Experience and exploration: Students delved deep into immersive activities, from solving manufacturing-related puzzles in the Creators Wanted mobile experience to virtually navigating a locomotive through Union Pacific’s simulators. Equally captivating was the sight of the actual railroad track, which was complemented by insightful career anecdotes from Union Pacific professionals.

  • Eighty-seven percent of students surveyed reported a significantly improved view of modern manufacturing careers after completing the immersive experience.

Live Q&A sessions: The stop also offered structured opportunities for students to learn about manufacturing organizations’ support for the next generation of talent, along with the importance of mentorship and personal development in shaping successful careers.

  • The first session, featuring two Union Pacific senior managers—Amy Bang, Sr. manager of diversity and inclusion, and Ken Kuwamura, Jr., manager of talent acquisition—and Saint Paul College instructors, zeroed in on the crucial roles of mentorship, diversity and passion in career selection.
  • The second session, with Jake Yernberg, automotive instructor, Saint Paul College; Caitlin Bundy, manager of corporate sustainability, Union Pacific; and Preeti Subramanian, senior product manager, Trane Technologies, accentuated the pivotal role of manufacturing in tackling global challenges.
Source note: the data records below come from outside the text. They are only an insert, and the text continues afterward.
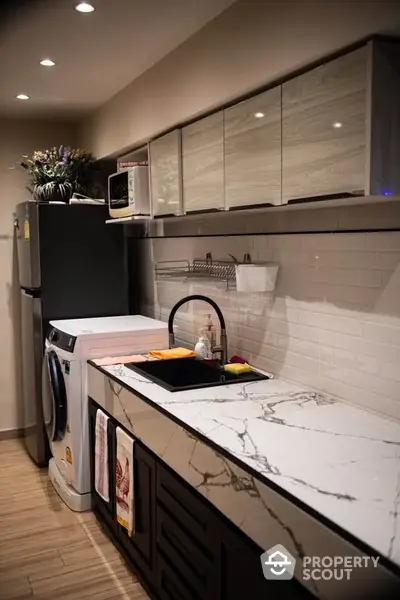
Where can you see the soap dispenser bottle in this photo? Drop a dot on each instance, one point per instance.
(203, 347)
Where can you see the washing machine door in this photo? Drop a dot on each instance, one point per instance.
(54, 397)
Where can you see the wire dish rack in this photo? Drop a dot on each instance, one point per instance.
(205, 269)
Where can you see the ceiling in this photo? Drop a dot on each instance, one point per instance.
(97, 54)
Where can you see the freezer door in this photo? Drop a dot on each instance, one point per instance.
(27, 232)
(32, 356)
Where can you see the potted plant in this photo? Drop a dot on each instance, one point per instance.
(57, 173)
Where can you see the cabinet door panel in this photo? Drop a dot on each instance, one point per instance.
(252, 150)
(324, 129)
(202, 164)
(144, 495)
(109, 507)
(189, 559)
(165, 174)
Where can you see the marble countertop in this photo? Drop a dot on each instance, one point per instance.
(341, 461)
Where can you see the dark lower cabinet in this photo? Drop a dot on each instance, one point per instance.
(182, 548)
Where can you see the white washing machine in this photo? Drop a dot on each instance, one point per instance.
(69, 345)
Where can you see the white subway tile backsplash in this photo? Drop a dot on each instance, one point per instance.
(332, 323)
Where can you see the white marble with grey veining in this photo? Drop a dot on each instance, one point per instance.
(341, 461)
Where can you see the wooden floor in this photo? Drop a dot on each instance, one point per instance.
(47, 552)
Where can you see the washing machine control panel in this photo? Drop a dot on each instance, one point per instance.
(62, 340)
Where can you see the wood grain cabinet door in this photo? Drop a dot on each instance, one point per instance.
(252, 150)
(324, 133)
(165, 174)
(203, 164)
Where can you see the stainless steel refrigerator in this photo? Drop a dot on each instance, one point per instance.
(71, 265)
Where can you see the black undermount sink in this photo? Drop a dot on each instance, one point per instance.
(179, 374)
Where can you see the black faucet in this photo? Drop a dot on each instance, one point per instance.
(223, 347)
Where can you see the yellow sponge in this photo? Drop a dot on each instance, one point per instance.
(238, 368)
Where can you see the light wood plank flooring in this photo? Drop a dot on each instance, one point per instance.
(47, 552)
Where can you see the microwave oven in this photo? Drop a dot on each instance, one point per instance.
(128, 192)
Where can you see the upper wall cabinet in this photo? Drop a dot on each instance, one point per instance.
(324, 129)
(203, 164)
(252, 144)
(165, 174)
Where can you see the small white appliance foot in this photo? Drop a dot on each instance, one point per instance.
(74, 501)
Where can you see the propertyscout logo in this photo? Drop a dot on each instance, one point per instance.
(278, 563)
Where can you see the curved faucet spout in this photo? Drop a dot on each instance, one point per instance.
(223, 348)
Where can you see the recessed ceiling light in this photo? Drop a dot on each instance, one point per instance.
(47, 62)
(84, 7)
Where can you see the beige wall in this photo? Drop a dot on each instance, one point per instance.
(252, 43)
(17, 137)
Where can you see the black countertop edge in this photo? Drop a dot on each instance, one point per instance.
(349, 537)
Panelists pointed out the advantages of the manufacturing sector, citing competitive pay and the sector’s potential in addressing global issues, such as sustainability and climate change.

Interactive Learning: Everfi®, Ecolab and Schwan’s joined Union Pacific in bringing in representatives to give students career advice—and offer activities to spark their curiosity.
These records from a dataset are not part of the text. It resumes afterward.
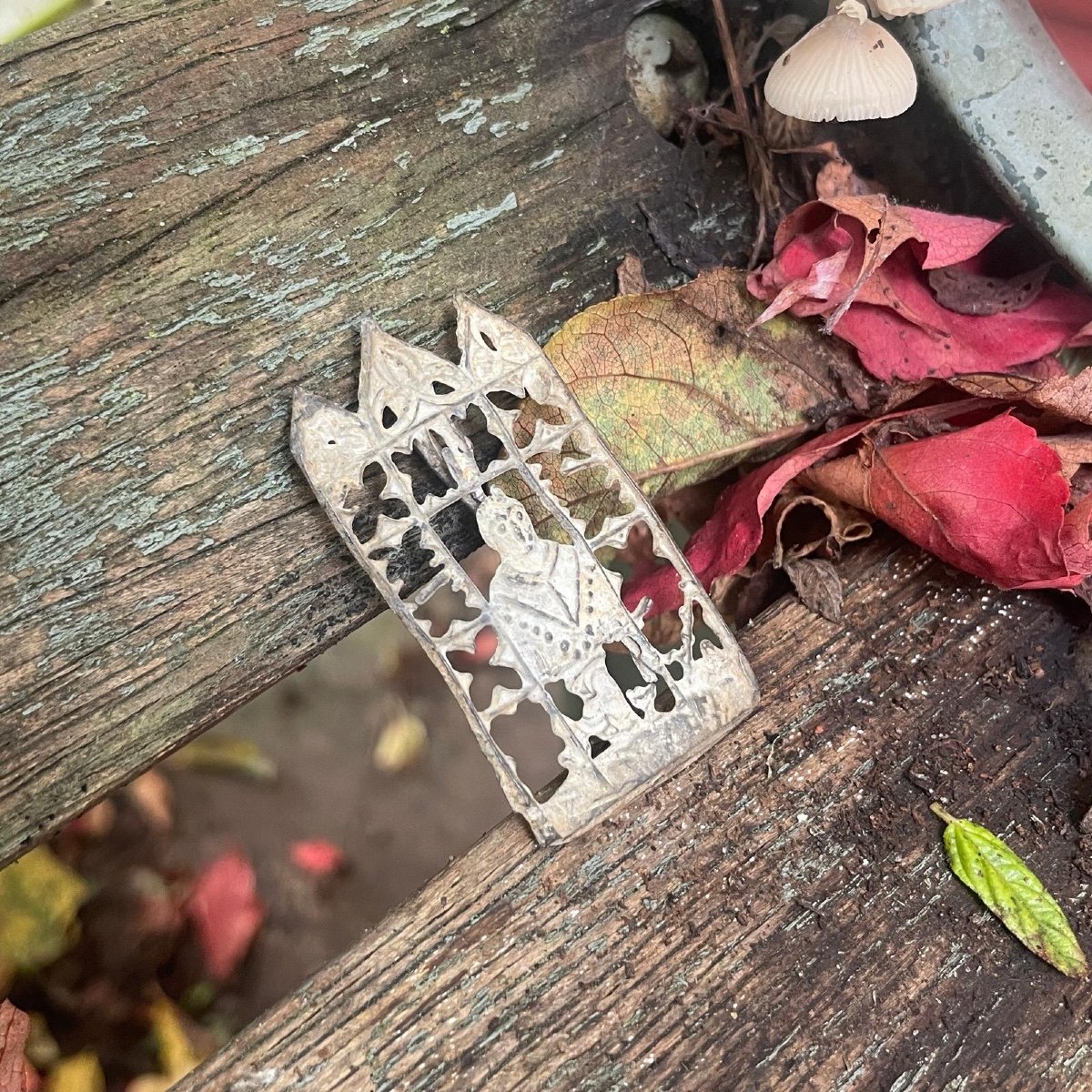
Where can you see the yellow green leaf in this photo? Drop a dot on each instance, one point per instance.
(682, 390)
(79, 1074)
(401, 743)
(39, 898)
(23, 16)
(219, 753)
(1013, 891)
  • Everfi® showcased a new digital education program, “Future Creators,” co-developed with the MI and Union Pacific, to give middle and high school students a peek into STEM careers.
  • Saint Paul College also took students on a tour of its robust Trades and Technical Education program.

Beyond the Tour: The Twin Cities event is a part of Union Pacific’s overarching “Careers on Track” initiative, which aims to inspire more women and youth to pursue modern industrial careers, and the Creators Wanted campaign’s sustained drive to enhance perceptions of manufacturing careers in the United States and empower more people to create the future.

The last word: “I want all of you out here, the students, to have an opportunity to go out there and win and compete and further your careers and do well in life,” said Rocker, echoing a theme the Creators Wanted Tour has promoted since its inception: manufacturers and manufacturing care about students and their future. 

Next up: The pioneering Creators Wanted Tour concludes next month, Oct. 17–21, at the Circleville Pumpkin Show in Circleville, Ohio.